Вот и он собственной персоной, толстунчик с розовыми щёчками. Губёшки алые-алые. В руке ложка блестит, глаза в ожидании смотрят на бабушку. А бабушка накладывает ему в голубую с бабочками чашку кашу. Налила туда мёда. «Кашка! Кашка!» – закричал Димка и протянул за чашкой руки, но бабушка спокойным тоном произнесла: «Успокойся, Дима», – и поставила перед ним чашку с кашей. Когда первая ложка каши была съедена, Димка, причмокивая губами, заключил: «Вкусно!» Бабушка была довольна. «Ну и ешь на здоровье! На то она и каша». А сама налила зелёного чая дедушке и себе, а Димке в его маленькую прозрачную чашечку – кисель. И Кисель с удовольствием показывал, как меняется он от солнца в своём Свете: то нежно-розовый, то малиновый. Запах малины разнёсся оп всей кухне и напомнил о лете, о том, как цвела малина, а потом появлялись ягодки-малинки, нежные, сочные.

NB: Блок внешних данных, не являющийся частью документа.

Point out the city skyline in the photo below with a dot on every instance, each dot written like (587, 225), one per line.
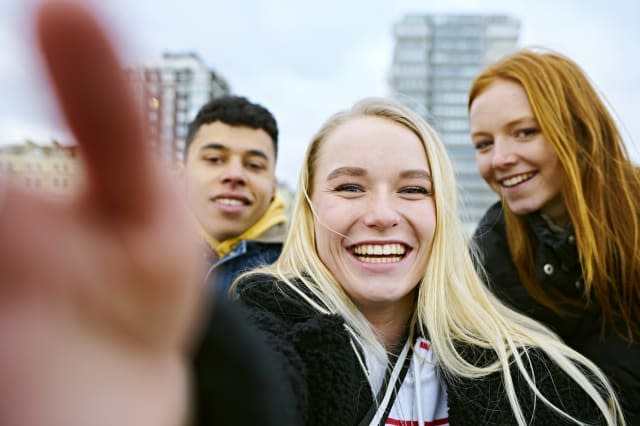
(341, 51)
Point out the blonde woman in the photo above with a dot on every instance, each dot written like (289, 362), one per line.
(374, 307)
(563, 244)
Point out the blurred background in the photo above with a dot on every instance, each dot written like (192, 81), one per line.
(307, 60)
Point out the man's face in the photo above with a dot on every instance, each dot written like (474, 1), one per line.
(230, 178)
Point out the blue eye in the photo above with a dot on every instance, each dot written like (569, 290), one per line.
(415, 190)
(482, 145)
(527, 133)
(348, 187)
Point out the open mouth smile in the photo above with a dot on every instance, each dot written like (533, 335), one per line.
(516, 180)
(379, 253)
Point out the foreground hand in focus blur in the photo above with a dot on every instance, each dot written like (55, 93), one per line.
(98, 292)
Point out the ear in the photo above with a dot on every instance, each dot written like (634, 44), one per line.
(274, 188)
(180, 171)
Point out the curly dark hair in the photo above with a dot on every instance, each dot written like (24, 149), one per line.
(234, 111)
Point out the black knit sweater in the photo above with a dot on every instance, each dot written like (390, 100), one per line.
(303, 371)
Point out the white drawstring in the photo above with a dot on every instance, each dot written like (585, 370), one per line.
(417, 386)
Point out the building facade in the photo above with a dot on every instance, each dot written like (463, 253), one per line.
(435, 59)
(53, 168)
(170, 91)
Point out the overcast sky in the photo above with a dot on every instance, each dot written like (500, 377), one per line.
(305, 60)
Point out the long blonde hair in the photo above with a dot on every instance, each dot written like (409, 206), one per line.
(601, 188)
(452, 303)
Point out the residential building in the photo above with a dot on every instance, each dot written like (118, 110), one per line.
(52, 168)
(171, 90)
(435, 59)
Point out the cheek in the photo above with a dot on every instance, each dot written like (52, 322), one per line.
(483, 163)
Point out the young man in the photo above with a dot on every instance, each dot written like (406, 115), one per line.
(229, 173)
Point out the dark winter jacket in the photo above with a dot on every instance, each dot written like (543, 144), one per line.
(313, 376)
(558, 266)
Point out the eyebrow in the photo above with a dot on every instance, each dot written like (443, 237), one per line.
(416, 174)
(221, 147)
(346, 171)
(508, 125)
(358, 171)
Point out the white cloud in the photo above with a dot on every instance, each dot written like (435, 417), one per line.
(305, 60)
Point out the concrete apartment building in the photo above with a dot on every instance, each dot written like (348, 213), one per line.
(435, 59)
(171, 89)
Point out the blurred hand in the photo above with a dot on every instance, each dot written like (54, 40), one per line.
(99, 291)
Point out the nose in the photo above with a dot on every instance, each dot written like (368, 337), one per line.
(503, 154)
(234, 172)
(381, 212)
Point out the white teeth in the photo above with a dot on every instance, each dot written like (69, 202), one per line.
(512, 181)
(380, 259)
(229, 202)
(379, 250)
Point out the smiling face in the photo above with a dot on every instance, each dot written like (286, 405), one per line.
(512, 154)
(375, 213)
(230, 178)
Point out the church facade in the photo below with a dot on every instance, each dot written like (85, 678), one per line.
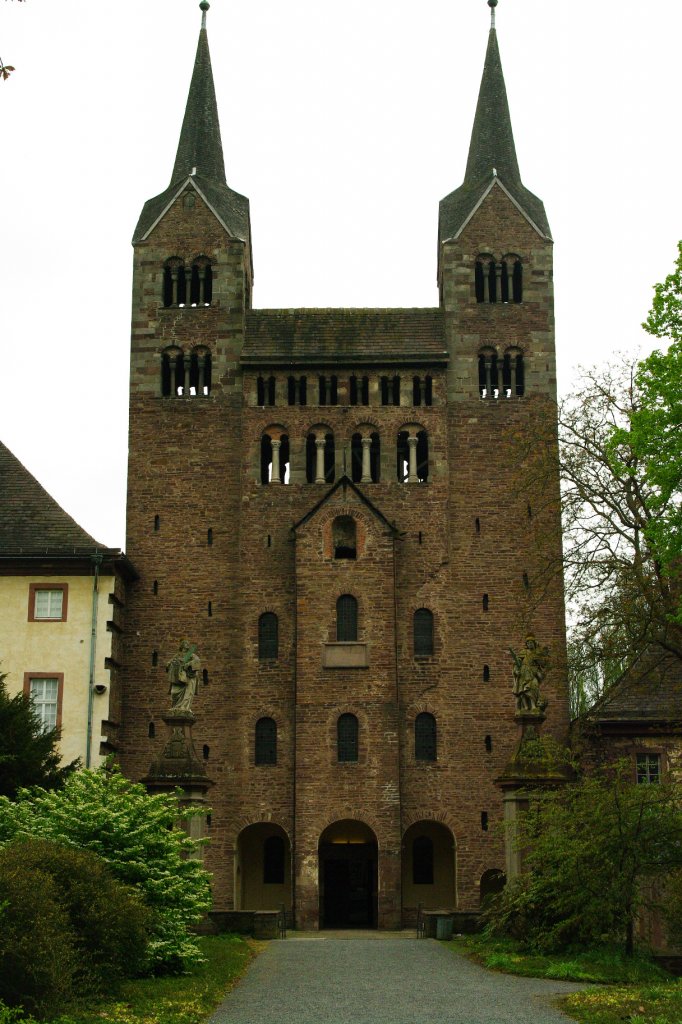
(331, 505)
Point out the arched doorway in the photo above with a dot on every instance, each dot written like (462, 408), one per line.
(263, 867)
(347, 876)
(428, 868)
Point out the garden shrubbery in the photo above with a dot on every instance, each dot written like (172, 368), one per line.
(67, 927)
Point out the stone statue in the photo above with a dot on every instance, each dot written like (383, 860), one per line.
(183, 676)
(529, 669)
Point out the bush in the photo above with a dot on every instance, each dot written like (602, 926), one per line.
(38, 958)
(108, 921)
(138, 837)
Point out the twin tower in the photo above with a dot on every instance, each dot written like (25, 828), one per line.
(334, 506)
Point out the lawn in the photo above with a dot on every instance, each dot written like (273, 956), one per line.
(185, 998)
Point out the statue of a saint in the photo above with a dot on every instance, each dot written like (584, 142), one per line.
(529, 669)
(183, 676)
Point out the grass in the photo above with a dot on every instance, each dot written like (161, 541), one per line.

Взяв большую расписную деревянную ложку, бабушка положила каши дедушке. По краям ложка уже не была такой яркой, как с изнанки. Рисунок потускнел. Видно было – ложка уже давно служила в этом доме и исправно. Усердно выполняла всё, что ей приходилось делать. «Ну, что ж, к каше надо масло», – промолвила бабушка и положила деду, да и себе не забыла по кусочку масла.
И тут Каша расплылась, рассыпалась от удовольствия по посуде, в которой она находилась. И чем больше её мешали с маслом, тем она становилась добрей и опять приговаривала: «Ешьте, ешьте на здоровье. Я ещё появлюсь у вас. Я очень довольна, что его во мне много и я ещё больше добрею и люблю вас всех» – и она чувствовала, что от таких чувств стала таять вместе с ним.
Милая Каша, она и не знала, что  её и так любят, – без масла.
Каша молча наслаждалась и таяла с тарелок, продолжая улыбаться. Она любила! Чай, Борщ и Кисель поняли всё и удивлённо смотрели на неё. У каждого мелькнула мысль: «Так вот кого полюбила Каша». Борщ промолвил: «Оба тают. Но их любят». А Кисель проронил: «Их всегда все будут любить…» Чай, как всегда присвистнув, спросил: «А кто его выдумал?», но все молчали, а Димка, словно всё угадав, подытожил: «Когда я ем, то глух и нем. Да, бабушка?» бабушка только улыбнулась ласково внуку.